To investigate longitudinal associations between changes in brain structure and gait decline.DESIGN:
Population-based Tasmanian Study of Cognition and Gait.PARTICIPANTS:
Two hundred twenty-five individuals aged 60 to 86 (mean age 71.4 ± 6.8) randomly selected from the electoral roll with baseline and follow-up data.MEASUREMENTS:
Volumes of gray matter, white matter, hippocampi, and white matter lesions (WML) were estimated using automated segmentation from magnetic resonance imaging (MRI). Gait variables were measured using a computerized walkway. Linear regression was used to estimate the association between change in brain MRI measures and change in gait. Time between measurements, age, sex, BMI, education level, total intracranial volume, baseline infarcts, and medical history were used as baseline covariates.RESULTS:
Mean follow-up was 30.6 months.
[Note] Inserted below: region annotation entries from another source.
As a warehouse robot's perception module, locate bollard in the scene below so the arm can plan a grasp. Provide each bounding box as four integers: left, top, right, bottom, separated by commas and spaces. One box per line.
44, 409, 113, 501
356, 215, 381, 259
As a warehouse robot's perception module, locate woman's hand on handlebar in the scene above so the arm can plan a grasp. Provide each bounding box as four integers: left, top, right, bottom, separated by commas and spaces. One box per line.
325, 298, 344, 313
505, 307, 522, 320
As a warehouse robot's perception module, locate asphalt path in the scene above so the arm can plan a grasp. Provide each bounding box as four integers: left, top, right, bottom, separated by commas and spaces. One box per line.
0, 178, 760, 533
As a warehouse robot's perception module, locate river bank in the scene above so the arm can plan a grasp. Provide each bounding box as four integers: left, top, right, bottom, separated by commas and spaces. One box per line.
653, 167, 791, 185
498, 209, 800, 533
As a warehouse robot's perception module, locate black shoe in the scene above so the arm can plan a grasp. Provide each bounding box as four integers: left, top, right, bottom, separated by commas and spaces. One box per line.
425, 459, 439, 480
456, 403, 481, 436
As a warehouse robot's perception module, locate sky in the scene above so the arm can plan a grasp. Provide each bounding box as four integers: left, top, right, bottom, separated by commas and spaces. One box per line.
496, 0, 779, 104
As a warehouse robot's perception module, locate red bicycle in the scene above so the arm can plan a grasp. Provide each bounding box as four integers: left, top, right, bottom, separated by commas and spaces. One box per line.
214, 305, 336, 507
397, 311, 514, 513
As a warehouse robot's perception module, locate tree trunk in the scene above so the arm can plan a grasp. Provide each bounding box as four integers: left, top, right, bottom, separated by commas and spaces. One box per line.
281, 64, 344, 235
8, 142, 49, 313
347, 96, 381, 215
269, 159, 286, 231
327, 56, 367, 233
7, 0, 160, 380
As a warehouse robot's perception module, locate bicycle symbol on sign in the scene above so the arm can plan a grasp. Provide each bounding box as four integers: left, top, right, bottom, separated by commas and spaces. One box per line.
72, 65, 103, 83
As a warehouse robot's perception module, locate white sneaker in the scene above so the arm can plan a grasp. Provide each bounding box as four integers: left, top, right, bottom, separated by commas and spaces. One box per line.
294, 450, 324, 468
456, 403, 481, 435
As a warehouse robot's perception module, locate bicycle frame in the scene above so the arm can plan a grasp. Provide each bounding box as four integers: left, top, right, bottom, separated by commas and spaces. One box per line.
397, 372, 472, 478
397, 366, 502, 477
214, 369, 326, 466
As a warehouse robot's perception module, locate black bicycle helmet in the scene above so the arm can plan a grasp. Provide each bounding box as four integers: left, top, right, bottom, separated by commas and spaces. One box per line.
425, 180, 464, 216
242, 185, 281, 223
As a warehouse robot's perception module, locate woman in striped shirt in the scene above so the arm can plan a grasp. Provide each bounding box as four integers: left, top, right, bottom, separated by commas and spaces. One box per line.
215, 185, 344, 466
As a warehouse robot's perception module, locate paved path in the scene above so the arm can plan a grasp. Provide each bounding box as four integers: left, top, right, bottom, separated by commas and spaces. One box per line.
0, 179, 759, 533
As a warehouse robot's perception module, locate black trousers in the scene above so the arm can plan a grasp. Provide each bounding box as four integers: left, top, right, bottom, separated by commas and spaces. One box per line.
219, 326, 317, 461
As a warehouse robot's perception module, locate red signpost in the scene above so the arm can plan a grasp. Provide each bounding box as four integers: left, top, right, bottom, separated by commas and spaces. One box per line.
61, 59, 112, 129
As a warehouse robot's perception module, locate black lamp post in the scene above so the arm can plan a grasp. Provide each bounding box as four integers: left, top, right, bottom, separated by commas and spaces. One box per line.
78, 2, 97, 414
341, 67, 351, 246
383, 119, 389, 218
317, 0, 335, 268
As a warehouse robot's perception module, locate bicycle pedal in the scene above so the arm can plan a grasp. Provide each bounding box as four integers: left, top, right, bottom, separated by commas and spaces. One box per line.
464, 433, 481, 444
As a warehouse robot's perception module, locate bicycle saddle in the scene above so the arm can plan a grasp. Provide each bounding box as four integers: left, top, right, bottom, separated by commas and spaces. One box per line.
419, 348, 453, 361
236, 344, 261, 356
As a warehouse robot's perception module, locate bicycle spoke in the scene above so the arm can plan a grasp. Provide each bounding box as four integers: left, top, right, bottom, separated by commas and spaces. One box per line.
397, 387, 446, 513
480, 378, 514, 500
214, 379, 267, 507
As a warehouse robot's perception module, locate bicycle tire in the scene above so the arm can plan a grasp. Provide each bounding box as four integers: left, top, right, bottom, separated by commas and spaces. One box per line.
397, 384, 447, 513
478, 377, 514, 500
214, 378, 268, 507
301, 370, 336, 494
White matter atrophy was associated with a decline in gait speed (P = .001), step length (P = .005), and cadence (P = .001). WML progression was associated with a decline in gait speed (P = .04), and its association with decline in step length was stronger with greater baseline age (P for interaction = .04). Hippocampal atrophy was associated with a decline in gait speed (P = .006) and step length (P = .001). Total gray matter atrophy was associated with decline in cadence in those with cerebral infarcts (P for interaction = .02).CONCLUSION:
These are the first longitudinal data demonstrating the relative contributions of brain atrophy and WML progression to gait decline in older people. Effect modification according to age and infarcts suggests a contribution of reduced physiological and brain reserve. Interventions targeting brain health may be important in preventing mobility decline in older people.